One thing that does bother me a little is how some folks have drawn an analogy between Uncle Mo losing in the Wood at 1-10, and Secretariat losing in the Wood at 1-5 in 1973. While Uncle Mo was the divisional champion at 2, Secretariat was not only divisional champion at 2, he was the first ever to be Horse of the Year at 2. Before he lost the Wood, Secretariat turned in scintillating victories in the Bay Shore and Gotham, running a mile in the latter in 1:33 2/5. And really, the only way Uncle Mo’s loss in the Wood could ever be analogous to Secretariat’s is if Uncle Mo goes on to sweep the Triple Crown, beats a superstar field of older horses in an invitational race in the fall, and then closes his campaign with two awesome romps in major turf stakes going 12 and 13 furlongs. Otherwise, it’s fantasy.

Unfortunately, Uncle Mo’s shocking loss in the Wood overshadowed the determined victory by Toby’s Corner. Toby’s Corner showed a nice turn of late foot to get up and nail Arthur’s Tale. Although Toby’s Corner was 3 for 5 going into the Wood, this was his best effort to date, and it came with blinkers on. So Toby’s Corner, at the very least, is moving in the right direction, and that is a big plus is this year’s suddenly wide open Kentucky Derby picture.

Midnight Interlude, upset winner of Saturday’s Santa Anita Derby, is also moving in the right direction. Although Midnight Interlude was put to a drive with three-eighths of a mile to go and needed the length of the stretch to nip Comma to the Top, who was not under consideration for the Kentucky Derby because the distance is too far, he still deserves some credit. Even if this Santa Anita Derby became a much easier race when first Premier Pegasus and then Jaycito had to be withdrawn, it still takes some substance to do what Midnight Interlude did, which is step up and win a race like this off of only a win over maidens.

But I do think Silver Medallion, who finished fourth as the favorite in the Santa Anita Derby in his first start since he won the El Camino Real Derby two months ago, is one to keep an eye on. Silver Medallion definitely ran like a short horse, yet was out well after the finish.

As I noted in my Saturday afternoon blog post, there doesn’t appear to be much to look for out of the Illinois Derby. The fact that Joe Vann, the extremely rare Todd Pletcher-trained 3-year old not nominated to the Triple Crown, and Zoebear, who went into Saturday still a maiden after five starts, ran one-two says it all.

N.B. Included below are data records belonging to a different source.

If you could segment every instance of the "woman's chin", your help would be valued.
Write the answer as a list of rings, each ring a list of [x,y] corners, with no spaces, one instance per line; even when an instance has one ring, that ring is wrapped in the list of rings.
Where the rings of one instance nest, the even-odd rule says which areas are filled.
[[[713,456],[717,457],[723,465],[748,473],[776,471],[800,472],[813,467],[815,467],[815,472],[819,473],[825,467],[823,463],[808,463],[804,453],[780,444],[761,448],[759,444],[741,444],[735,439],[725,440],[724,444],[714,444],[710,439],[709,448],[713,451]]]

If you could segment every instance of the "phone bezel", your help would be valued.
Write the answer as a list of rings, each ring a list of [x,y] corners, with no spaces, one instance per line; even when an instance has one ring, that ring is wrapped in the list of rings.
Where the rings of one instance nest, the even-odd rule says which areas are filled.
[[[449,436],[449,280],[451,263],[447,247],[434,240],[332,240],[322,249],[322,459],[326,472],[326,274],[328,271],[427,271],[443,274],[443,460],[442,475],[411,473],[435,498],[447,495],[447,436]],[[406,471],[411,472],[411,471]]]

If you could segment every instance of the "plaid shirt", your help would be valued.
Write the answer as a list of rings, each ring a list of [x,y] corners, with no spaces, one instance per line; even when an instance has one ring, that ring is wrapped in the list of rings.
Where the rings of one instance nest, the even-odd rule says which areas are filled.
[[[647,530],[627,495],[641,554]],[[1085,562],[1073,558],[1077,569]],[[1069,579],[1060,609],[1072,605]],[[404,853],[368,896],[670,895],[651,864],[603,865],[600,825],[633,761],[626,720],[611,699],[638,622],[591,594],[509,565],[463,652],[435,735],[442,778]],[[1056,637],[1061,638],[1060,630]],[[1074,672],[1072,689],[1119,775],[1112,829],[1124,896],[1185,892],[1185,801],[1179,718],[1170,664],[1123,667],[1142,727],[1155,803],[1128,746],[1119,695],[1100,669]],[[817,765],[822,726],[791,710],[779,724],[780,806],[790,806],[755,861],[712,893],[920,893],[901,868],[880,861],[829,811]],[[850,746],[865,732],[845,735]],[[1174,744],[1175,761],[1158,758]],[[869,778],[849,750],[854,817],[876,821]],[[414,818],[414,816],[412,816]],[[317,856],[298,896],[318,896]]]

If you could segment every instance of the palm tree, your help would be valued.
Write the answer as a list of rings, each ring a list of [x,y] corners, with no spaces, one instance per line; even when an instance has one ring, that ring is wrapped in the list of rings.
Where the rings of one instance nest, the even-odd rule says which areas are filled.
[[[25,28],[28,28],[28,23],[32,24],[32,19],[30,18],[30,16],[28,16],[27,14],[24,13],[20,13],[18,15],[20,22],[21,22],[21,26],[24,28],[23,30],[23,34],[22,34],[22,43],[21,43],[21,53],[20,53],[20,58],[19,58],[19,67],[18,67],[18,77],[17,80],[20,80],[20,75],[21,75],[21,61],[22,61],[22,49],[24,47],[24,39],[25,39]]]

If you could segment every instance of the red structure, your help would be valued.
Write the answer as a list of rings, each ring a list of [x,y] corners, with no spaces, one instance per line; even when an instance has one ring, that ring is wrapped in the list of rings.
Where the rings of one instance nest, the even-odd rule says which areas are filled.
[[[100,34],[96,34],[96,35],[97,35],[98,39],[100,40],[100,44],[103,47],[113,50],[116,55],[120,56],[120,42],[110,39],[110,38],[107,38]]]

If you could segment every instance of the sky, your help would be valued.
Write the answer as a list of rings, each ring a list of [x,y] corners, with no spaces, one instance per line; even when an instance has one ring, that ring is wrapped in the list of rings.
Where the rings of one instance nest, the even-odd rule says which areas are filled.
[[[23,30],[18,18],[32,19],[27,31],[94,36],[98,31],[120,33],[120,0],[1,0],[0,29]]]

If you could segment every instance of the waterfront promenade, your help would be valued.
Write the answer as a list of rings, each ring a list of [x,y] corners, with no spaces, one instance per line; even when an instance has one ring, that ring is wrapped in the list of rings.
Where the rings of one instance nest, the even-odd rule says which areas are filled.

I’m also wondering what, if any, meaning Lilacs and Lace’s 48-1 upset of Saturday’s Ashland at Keeneland has. My sense is this was another one of those wacky Polytrack results. However, I do think Kathmanblu’s third as the favorite in the Ashland confirmed a feeling I had about her beforehand, which is the races she’s been winning were weak. Kathmanblu must raise her game to levels she has not yet reached if she is to contend with R Heat Lightning in the Kentucky Oaks.

Finally, a word about Misremembered getting caught at 2-5 by Win Willy in Saturday’s Oaklawn Handicap. The way Misremembered won his comeback at Santa Anita last month, he looked like the best older male in the country. But in a handicap division that is a game of musical chairs if there ever was one, Misremembered couldn’t stand the prosperity and went down to defeat Saturday. In his defense, Misremembered was part of a strong early pace. But at this point, it really is a coin flip as to who should on top in the older male division in the Watchmaker Watch. I might even keep Misremembered on top for lack of a better alternative. I am, however, open to suggestion.